All of the tests were run on the following hardware:
4 PIII Xeon processors
6GB RAM
SPEC SFS NFS test v3.0
2 Gigabit network connections to SPEC clients
many Fiber channel hard drives
I tested the following kernels:
2.4.17
2.4.19-pre9
2.4.19-pre10
2.4.19-pre10aa2 (config'd to use 3GB kernel address space)

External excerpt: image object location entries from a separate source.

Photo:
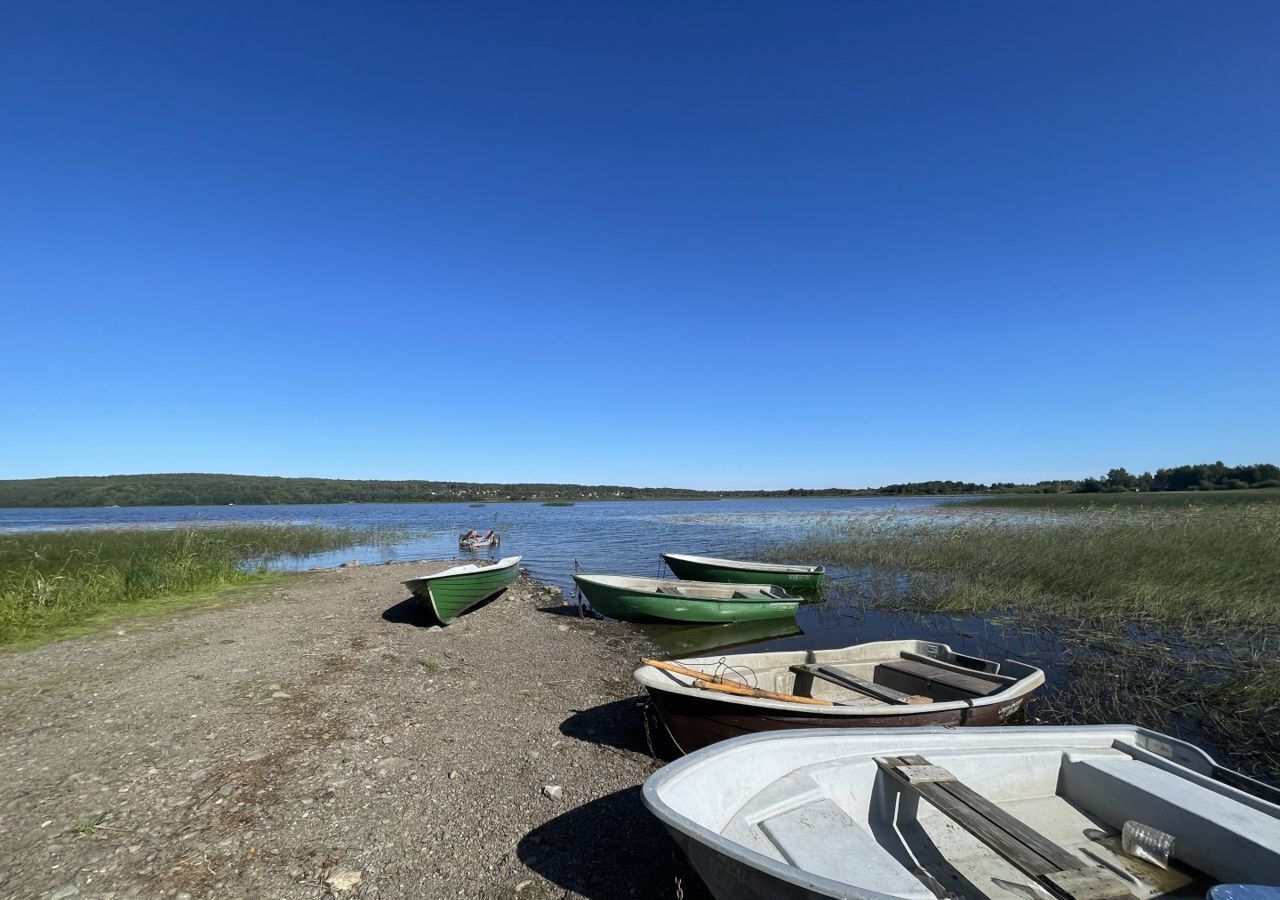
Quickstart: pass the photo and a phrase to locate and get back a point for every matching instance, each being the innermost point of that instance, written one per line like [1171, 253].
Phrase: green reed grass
[1173, 566]
[55, 583]
[1201, 583]
[1150, 501]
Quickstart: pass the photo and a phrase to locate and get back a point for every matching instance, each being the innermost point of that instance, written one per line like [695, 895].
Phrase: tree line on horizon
[204, 489]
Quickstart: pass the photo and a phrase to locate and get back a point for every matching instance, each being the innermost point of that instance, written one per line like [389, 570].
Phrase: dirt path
[319, 740]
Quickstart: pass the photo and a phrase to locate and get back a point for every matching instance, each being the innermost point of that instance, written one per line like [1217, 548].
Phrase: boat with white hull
[1008, 813]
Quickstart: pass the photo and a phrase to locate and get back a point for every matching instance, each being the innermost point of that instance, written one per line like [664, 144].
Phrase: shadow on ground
[609, 848]
[621, 723]
[411, 611]
[571, 611]
[416, 612]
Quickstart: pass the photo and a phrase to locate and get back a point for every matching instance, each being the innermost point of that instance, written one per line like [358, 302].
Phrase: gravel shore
[320, 739]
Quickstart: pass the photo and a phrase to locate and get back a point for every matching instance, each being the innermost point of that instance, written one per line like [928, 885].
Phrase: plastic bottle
[1146, 843]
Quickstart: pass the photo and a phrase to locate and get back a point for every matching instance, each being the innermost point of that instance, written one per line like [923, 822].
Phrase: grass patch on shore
[1165, 613]
[1162, 499]
[1191, 565]
[58, 583]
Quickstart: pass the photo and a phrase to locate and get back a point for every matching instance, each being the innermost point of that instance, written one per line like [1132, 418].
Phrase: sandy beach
[321, 739]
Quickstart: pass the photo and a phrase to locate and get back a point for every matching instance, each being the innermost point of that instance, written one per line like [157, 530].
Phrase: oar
[717, 683]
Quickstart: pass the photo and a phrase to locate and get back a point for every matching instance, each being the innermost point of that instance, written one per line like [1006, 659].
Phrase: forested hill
[197, 489]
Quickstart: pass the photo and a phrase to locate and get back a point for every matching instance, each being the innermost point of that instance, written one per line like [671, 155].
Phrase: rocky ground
[321, 739]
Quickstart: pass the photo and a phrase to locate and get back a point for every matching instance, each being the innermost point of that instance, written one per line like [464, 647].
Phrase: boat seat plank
[963, 670]
[850, 681]
[819, 837]
[973, 685]
[1054, 867]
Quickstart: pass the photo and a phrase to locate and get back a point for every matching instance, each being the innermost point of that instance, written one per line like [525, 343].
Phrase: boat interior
[1022, 822]
[695, 590]
[721, 593]
[873, 675]
[746, 566]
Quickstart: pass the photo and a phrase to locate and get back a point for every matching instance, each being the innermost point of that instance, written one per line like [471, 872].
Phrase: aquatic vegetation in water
[1165, 615]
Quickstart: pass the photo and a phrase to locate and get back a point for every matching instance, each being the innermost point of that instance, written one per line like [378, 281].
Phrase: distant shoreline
[206, 489]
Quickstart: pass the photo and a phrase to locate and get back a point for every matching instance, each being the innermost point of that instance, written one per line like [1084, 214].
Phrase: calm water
[626, 538]
[617, 538]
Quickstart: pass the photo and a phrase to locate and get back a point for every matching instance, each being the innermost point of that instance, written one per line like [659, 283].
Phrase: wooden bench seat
[937, 681]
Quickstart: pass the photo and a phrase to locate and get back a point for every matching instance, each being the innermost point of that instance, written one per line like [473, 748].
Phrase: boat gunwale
[764, 589]
[653, 679]
[464, 570]
[737, 565]
[794, 875]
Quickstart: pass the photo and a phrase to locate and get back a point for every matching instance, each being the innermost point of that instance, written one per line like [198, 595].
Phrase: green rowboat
[731, 571]
[664, 601]
[455, 590]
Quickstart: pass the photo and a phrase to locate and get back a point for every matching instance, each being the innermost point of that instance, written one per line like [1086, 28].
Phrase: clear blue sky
[720, 245]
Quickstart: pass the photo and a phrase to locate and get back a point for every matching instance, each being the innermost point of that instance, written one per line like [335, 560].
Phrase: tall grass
[1150, 501]
[1215, 565]
[1168, 616]
[51, 583]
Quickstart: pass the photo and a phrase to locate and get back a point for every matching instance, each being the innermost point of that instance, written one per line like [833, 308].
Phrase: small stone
[343, 880]
[393, 766]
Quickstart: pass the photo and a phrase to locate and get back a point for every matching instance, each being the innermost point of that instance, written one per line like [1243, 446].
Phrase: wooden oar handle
[725, 686]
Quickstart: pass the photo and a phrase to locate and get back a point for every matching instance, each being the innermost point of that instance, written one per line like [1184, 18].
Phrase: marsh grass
[1196, 565]
[1164, 615]
[55, 583]
[1164, 499]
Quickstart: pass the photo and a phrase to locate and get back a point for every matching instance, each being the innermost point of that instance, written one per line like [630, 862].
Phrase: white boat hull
[813, 814]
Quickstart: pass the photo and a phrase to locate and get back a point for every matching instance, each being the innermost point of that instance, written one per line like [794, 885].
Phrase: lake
[621, 537]
[626, 537]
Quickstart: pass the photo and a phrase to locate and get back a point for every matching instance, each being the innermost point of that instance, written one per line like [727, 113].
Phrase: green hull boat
[455, 590]
[663, 601]
[731, 571]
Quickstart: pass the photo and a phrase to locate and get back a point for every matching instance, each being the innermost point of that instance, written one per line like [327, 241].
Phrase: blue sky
[722, 245]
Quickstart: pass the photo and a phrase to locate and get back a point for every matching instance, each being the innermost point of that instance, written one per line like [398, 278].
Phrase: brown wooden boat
[885, 684]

I patch the kernel with a collection of the following patches:
- nfsd_bkl_removal 022702:
http://marc.theaimsgroup.com/?l=linux-nfs&m=101485118003322&w=2 (remove the
BKL from the nfsd code, add TCP support to nfsd, clean up the RPC stack
code)
- nfsd_bkl_removal 020702:
http://marc.theaimsgroup.com/?l=linux-nfs&m=100888008825015&w=2 (same
intention as nfsd_bkl_removal 022702, but doesn't include the NFSD TCP code
or RPC stack cleanup code)
- 3GB kernel address space:
http://www.kernel.org/pub/linux/kernel/people/andrea/kernels/v2.4/2.4.18pre7
aa2/00_3.5G-address-space-4
http://www.linuxhq.com/kernel/v2.4/unofficial/patch200202/89.html (give
the kernel 3GB of the virtual address space)
- akpm_nuke_buffers:
http://marc.theaimsgroup.com/?l=linux-kernel&m=102226904021069&w=2 (hunt
down buffer_heads and kill them)
- XFS taken from the XFS CVS tree
(http://oss.sgi.com/cgi-bin/cvsweb.cgi/linux-2.4-xfs/) on Feb 7 2002, June 3
2002, and June 11 2002. 2.4.19-pre10aa2 already includes XFS, but I don't
know its vintage.
The only modifications to any /proc tunables were to increase the UDP stack
size (/proc/sys/net/core/rmem_[default|max] to 512K
And here are the results:
2.4.17 nfsd_bkl_removal 022702, 3GB kernel address space, XFS 020702
- baseline
2.4.17 nfsd_bkl_removal 022702, XFS 020702
- 50% of baseline
2.4.19-pre9 nfsd_bkl_removal 022702, XFS 060302
- 0% of baseline, would not run
2.4.19-pre10 xfs 020702
- 45% of baseline, probably would have kept running, but I stopped the test
after max throughput was reached so I could try another configuration
2.4.19-pre10 xfs 061102
- 20% of baseline before timeout, lots of processes stuck in shrink_cache
schedule() call
2.4.19-pre10 xfs 061102, akpm_nuke_buffers
- 30% of baseline before timeout
2.4.19-pre10 xfs 061102, nfsd_bkl_removal 020702, akpm_nuke_buffers
- 10% of baseline before timeout
2.4.19-pre10 xfs 061102, nfsd_bkl_removal 020702
- 20% of baseline before timeout
2.4.19-pre10aa2 (3GB kernel address space)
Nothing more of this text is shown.